11/01/2016
“How much time do you think you spend with your primary care physician each year?” Kent Riddle asked attendees at Paradigm Outcomes’ 2016 Innovation Symposium. The CEO of Mary Free Bed Rehabilitation Hospital looked out at the crowd as they pondered that question. He answered it for them.
“Eight minutes or less,” he said. “They have a script pad in their pockets, ready to go. And how many scripts do they write? 0.8 scripts for every visit. We have 5% of the world’s population and 90% of the drugs. It’s a real problem.”
Those surprising statistics were just a few Riddle shared with attendees in a far-reaching assessment of America’s healthcare system that also included a potential solution for reining in out-of-control healthcare costs.
Riddle spoke from the perspective of an outsider. He has owned his own commercial real estate development business, managed global real estate mergers and acquisitions for Steelcase and later co-founded a company focused on green building development for Fortune 500 companies. He likes to say it was his wife who got him into healthcare. She suffered a traumatic brain injury due to an accident caused by a drunk driver.
“She was in a coma for a few weeks and later began her recovery at Mary Free Bed. That’s when I fell in love with a culture, a mission and the staff there. I wanted to give back and be a part of it.”

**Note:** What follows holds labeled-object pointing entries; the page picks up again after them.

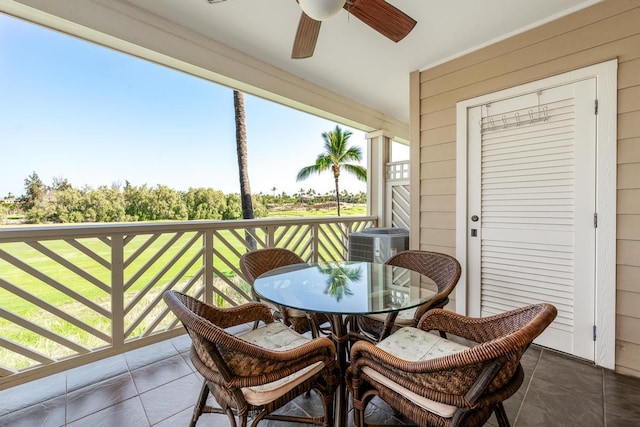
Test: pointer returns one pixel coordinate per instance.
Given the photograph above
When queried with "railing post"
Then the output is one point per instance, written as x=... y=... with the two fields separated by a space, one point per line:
x=117 y=290
x=208 y=266
x=270 y=241
x=315 y=232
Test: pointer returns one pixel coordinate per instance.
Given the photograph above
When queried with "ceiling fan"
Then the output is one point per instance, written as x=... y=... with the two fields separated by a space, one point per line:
x=386 y=19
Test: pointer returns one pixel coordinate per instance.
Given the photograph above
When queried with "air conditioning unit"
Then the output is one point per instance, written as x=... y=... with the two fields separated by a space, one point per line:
x=377 y=244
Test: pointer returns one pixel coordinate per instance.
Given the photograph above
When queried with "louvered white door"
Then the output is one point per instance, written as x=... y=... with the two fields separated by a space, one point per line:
x=532 y=196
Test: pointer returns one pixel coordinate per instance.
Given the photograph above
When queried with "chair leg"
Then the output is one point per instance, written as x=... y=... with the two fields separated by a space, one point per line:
x=202 y=399
x=501 y=415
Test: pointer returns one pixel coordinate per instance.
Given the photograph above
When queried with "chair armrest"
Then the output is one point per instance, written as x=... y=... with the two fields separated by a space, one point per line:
x=479 y=330
x=251 y=365
x=234 y=316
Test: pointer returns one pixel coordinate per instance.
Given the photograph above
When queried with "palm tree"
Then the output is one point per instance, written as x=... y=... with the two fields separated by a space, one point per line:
x=243 y=168
x=336 y=156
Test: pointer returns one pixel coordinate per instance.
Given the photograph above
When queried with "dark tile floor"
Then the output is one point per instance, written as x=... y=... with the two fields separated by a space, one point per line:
x=157 y=386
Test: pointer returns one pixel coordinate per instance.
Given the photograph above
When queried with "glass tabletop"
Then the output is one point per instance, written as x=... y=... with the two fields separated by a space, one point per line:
x=349 y=287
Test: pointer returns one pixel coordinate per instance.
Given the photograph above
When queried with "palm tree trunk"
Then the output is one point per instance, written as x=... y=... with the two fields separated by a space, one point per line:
x=243 y=168
x=338 y=196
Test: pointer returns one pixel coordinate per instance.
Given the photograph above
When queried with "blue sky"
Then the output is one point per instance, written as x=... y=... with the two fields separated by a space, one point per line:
x=72 y=109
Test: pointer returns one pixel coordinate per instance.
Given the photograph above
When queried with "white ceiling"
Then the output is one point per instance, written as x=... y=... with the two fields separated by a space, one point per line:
x=352 y=59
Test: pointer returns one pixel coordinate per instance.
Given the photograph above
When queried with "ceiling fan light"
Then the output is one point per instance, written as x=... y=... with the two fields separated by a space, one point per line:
x=321 y=10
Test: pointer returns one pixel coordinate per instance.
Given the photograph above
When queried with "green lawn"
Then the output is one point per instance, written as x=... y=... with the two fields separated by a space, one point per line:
x=145 y=272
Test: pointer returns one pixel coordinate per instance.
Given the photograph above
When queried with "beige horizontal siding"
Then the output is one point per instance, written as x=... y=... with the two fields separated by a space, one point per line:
x=610 y=29
x=628 y=278
x=627 y=304
x=446 y=203
x=629 y=151
x=628 y=74
x=437 y=153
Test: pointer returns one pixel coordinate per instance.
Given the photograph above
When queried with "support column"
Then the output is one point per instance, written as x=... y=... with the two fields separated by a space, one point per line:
x=379 y=147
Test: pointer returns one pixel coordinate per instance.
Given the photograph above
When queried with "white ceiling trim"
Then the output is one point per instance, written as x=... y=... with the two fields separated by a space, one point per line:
x=121 y=26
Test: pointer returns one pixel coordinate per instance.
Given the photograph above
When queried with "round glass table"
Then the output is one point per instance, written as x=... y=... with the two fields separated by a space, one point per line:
x=342 y=290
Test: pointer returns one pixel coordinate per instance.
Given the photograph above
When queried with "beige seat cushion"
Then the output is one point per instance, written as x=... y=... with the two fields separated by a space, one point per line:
x=414 y=345
x=276 y=336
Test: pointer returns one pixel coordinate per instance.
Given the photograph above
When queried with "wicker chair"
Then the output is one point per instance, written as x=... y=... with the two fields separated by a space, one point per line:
x=257 y=262
x=443 y=269
x=437 y=382
x=253 y=374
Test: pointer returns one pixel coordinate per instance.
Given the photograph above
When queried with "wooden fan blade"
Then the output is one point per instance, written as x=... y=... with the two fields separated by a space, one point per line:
x=386 y=19
x=306 y=37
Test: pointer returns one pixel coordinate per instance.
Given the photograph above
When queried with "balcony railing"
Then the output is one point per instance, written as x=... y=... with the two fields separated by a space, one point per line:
x=73 y=294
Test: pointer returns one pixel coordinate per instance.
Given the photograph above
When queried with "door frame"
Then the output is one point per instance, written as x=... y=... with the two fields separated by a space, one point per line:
x=606 y=187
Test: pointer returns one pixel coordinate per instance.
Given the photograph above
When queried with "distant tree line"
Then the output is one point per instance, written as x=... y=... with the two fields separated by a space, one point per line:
x=60 y=202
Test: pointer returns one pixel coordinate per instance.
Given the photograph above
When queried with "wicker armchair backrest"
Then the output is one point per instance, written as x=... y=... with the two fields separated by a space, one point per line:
x=443 y=269
x=259 y=261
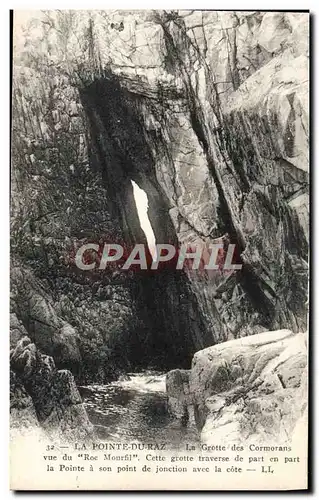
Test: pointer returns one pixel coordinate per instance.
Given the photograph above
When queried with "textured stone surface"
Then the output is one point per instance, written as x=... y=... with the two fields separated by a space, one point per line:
x=252 y=389
x=178 y=392
x=207 y=112
x=42 y=395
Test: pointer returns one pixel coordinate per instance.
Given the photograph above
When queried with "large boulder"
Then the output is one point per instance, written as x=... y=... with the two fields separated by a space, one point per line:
x=45 y=396
x=178 y=392
x=254 y=388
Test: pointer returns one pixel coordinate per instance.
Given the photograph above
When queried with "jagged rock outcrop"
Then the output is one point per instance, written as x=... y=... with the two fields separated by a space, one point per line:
x=207 y=112
x=43 y=396
x=178 y=391
x=252 y=389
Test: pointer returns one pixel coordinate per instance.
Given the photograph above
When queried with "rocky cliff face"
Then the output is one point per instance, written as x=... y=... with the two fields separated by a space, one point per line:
x=205 y=111
x=245 y=390
x=46 y=397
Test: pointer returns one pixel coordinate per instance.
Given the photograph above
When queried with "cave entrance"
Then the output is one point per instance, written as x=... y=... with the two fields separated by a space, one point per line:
x=141 y=202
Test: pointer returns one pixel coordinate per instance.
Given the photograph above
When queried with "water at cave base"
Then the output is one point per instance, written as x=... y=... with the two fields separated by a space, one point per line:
x=135 y=410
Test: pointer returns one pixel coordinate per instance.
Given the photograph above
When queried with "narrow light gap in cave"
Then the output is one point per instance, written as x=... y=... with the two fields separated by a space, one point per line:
x=141 y=202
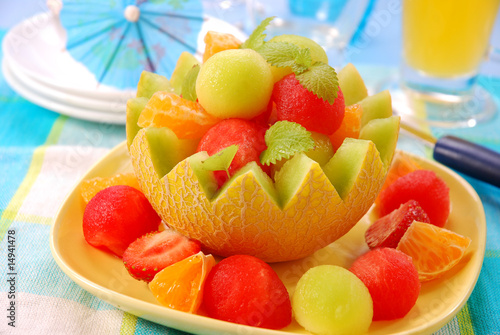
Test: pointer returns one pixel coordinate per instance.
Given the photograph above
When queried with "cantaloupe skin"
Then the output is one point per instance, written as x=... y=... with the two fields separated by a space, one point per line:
x=242 y=218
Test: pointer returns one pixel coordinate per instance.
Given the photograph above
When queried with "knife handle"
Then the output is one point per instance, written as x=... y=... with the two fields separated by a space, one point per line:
x=469 y=158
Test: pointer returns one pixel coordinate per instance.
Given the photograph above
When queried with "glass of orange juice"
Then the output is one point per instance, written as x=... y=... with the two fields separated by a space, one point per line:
x=444 y=43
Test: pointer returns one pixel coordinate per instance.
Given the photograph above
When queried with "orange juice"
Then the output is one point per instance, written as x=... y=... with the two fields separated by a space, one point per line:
x=447 y=38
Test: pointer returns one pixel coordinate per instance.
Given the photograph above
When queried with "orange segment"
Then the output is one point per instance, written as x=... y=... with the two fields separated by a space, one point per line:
x=187 y=119
x=350 y=127
x=90 y=187
x=216 y=42
x=180 y=285
x=434 y=250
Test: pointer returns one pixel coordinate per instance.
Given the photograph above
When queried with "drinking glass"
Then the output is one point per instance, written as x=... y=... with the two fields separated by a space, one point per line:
x=444 y=43
x=331 y=23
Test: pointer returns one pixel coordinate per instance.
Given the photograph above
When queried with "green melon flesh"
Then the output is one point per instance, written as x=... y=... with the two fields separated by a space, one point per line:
x=377 y=106
x=260 y=176
x=322 y=152
x=150 y=83
x=352 y=85
x=185 y=63
x=205 y=177
x=166 y=149
x=344 y=167
x=290 y=177
x=384 y=133
x=134 y=109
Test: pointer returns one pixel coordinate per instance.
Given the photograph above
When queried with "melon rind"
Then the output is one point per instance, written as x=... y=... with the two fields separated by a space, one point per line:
x=243 y=218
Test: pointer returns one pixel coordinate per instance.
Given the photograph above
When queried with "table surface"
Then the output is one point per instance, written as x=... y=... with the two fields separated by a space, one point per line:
x=44 y=154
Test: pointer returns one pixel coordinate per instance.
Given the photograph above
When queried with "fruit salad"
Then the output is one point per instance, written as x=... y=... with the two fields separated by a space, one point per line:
x=263 y=153
x=238 y=152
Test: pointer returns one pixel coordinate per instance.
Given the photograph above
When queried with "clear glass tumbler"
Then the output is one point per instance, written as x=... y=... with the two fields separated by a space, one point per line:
x=444 y=44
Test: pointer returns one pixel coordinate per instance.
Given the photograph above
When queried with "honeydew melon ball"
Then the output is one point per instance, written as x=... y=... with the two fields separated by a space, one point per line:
x=331 y=300
x=318 y=54
x=235 y=83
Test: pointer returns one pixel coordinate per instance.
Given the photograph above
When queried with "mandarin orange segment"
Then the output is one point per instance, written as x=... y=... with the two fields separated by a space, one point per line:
x=350 y=127
x=216 y=42
x=180 y=285
x=90 y=187
x=434 y=250
x=187 y=119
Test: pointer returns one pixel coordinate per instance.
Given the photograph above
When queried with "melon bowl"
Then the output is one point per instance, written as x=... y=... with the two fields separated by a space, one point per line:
x=305 y=208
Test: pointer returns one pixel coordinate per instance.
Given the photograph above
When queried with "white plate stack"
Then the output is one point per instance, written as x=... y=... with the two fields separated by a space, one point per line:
x=38 y=67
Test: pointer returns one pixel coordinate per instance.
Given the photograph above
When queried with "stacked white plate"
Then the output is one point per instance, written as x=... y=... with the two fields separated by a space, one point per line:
x=37 y=66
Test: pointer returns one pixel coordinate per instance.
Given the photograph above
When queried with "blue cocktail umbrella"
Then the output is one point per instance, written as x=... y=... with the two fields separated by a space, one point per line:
x=118 y=39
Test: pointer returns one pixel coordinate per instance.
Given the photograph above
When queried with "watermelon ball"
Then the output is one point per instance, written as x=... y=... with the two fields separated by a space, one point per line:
x=117 y=216
x=424 y=186
x=245 y=290
x=392 y=280
x=295 y=103
x=388 y=230
x=247 y=135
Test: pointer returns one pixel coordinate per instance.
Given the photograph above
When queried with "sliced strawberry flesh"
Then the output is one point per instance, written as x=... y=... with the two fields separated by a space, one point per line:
x=389 y=229
x=153 y=252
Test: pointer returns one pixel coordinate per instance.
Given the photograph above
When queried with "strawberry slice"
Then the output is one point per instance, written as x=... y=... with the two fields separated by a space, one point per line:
x=389 y=229
x=153 y=252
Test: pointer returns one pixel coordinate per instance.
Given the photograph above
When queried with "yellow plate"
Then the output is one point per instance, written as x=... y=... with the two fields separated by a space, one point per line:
x=105 y=276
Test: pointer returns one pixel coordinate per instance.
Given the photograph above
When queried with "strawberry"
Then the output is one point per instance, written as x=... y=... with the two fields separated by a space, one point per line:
x=388 y=230
x=153 y=252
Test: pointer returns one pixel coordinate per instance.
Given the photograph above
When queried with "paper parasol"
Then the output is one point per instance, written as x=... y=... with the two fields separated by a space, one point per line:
x=118 y=39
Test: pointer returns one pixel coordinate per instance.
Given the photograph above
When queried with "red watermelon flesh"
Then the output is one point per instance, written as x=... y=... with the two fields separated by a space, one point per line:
x=391 y=279
x=424 y=186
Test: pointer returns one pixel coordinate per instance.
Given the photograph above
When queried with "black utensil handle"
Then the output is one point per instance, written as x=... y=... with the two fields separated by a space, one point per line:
x=469 y=158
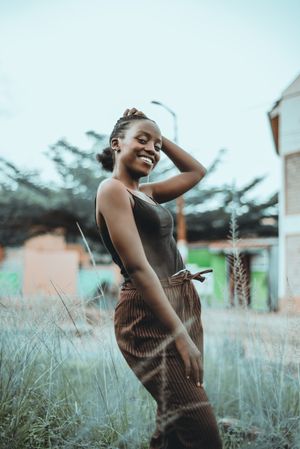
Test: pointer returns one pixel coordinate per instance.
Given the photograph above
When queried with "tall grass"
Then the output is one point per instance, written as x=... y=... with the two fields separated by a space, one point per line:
x=65 y=384
x=62 y=387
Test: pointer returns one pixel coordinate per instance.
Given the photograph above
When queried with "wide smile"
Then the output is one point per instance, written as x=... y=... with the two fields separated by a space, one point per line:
x=147 y=160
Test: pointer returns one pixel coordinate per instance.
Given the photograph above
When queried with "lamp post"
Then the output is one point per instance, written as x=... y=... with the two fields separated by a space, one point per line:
x=180 y=219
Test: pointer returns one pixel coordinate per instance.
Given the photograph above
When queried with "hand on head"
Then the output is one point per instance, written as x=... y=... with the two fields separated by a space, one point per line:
x=133 y=111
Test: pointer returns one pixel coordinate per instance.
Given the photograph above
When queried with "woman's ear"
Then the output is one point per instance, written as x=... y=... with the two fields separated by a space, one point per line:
x=115 y=143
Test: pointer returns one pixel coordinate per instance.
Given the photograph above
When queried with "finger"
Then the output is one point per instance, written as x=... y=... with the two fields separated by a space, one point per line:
x=201 y=373
x=196 y=372
x=187 y=368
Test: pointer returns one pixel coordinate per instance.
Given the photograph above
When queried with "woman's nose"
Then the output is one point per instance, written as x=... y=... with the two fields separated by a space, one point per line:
x=150 y=148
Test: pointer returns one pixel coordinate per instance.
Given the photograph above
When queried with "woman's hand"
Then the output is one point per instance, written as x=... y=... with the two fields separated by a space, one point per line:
x=191 y=357
x=133 y=111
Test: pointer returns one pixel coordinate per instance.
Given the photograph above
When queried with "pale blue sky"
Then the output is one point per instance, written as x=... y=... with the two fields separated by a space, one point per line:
x=69 y=66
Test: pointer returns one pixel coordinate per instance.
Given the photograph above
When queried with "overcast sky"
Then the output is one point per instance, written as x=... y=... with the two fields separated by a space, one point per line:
x=69 y=66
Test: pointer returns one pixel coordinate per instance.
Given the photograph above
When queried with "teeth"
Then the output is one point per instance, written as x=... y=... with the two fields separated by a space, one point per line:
x=147 y=160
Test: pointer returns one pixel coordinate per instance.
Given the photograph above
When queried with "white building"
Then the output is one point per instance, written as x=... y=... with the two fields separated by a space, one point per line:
x=285 y=124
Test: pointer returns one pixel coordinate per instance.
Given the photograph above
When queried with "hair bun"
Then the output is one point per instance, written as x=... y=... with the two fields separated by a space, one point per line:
x=106 y=159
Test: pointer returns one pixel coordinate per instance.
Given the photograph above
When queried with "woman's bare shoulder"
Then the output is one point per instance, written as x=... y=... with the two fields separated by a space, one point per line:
x=111 y=192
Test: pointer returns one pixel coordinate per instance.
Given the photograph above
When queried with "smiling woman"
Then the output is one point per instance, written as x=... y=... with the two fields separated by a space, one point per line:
x=158 y=315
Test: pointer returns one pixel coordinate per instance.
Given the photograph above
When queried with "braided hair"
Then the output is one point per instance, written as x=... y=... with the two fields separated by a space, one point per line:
x=107 y=156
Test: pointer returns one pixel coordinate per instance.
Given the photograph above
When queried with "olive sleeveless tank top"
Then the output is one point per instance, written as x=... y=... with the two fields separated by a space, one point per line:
x=155 y=226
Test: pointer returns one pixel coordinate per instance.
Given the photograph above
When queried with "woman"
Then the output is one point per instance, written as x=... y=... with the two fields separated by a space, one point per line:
x=157 y=318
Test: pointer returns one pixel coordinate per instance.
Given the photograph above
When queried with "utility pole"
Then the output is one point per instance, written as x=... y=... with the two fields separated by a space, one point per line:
x=180 y=218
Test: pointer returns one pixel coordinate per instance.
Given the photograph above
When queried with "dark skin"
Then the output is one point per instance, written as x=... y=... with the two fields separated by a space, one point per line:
x=114 y=205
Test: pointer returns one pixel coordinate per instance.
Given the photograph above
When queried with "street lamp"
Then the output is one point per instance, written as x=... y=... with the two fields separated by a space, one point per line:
x=180 y=219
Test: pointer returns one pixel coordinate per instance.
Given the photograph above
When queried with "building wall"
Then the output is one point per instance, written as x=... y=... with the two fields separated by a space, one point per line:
x=289 y=198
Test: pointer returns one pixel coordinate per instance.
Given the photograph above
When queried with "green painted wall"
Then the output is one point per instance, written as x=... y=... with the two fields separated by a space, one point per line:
x=200 y=257
x=204 y=258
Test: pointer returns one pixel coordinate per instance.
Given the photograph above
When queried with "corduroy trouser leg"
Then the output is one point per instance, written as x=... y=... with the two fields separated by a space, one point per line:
x=185 y=419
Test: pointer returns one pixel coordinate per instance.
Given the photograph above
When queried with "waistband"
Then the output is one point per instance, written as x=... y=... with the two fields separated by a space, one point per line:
x=180 y=277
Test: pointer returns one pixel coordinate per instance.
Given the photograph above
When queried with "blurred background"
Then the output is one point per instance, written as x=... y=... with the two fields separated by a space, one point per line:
x=220 y=78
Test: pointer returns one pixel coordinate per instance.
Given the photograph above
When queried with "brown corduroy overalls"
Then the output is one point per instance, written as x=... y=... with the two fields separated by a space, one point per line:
x=185 y=419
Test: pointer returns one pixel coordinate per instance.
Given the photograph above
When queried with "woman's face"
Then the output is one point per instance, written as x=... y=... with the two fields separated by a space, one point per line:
x=140 y=147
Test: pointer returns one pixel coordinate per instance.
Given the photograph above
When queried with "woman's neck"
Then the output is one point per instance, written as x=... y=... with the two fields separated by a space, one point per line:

His wife recovered, and Riddle was asked to be on the board and later became CEO. As he continued his address, it was apparent his indoctrination into healthcare was eye-opening for him. Statistics proved his point:
“I always call healthcare ‘a world of ka-ching,’” Riddle said. “It’s like asking a painter to come into your living room and you telling him to just paint it and tell you what it costs later. It’s unbelievable.”
In Riddle’s previous business experience, he had opportunities to visit with visionaries such as Elon Musk, Steve Jobs, Meg Whitman and David Kelley. He learned how really disruptive organizations and their leaders think, and wondered how that same thinking could be applied to healthcare.
“I’m going to propose a new term,” he said. “It’s called ‘navigated health.’”
In this care-navigation model, physiatrists—doctors who take a functional approach to physical medicine and rehabilitation, and ultimately, diagnosis evaluation—could apply their skills to keep healthy people healthy and save them money. Riddle believes this bottom-up approach to value-based care has the potential to reduce the country’s healthcare costs by a third because it attacks what he identifies as the root cause of the problem—medical and pharmaceutical costs.
“Let’s not allow a patient to go to a neurosurgeon or an orthopedic surgeon for their back problem until they’ve gone through a physiatrist and a physiatrist has tried more conservative things. Conservative, meaning less invasive. Less interventional,” he said.
Riddle argued that this type of concierge medicine is a better solution than just sending employees and their families into a healthcare system without any kind of advocacy or support. He gave an example of how that works. He spoke of a surgery that would have cost an employee $24,000 at one facility. But by using the same surgeon at a different, less expensive location, the cost was reduced to $12,000.
Riddle concluded by saying, “I think the solution to our healthcare problem has got to be a combination of care navigation and breaking it down by procedure or episode, not on the big scale but on the small. We’re driving at better outcomes, better service and lower costs.”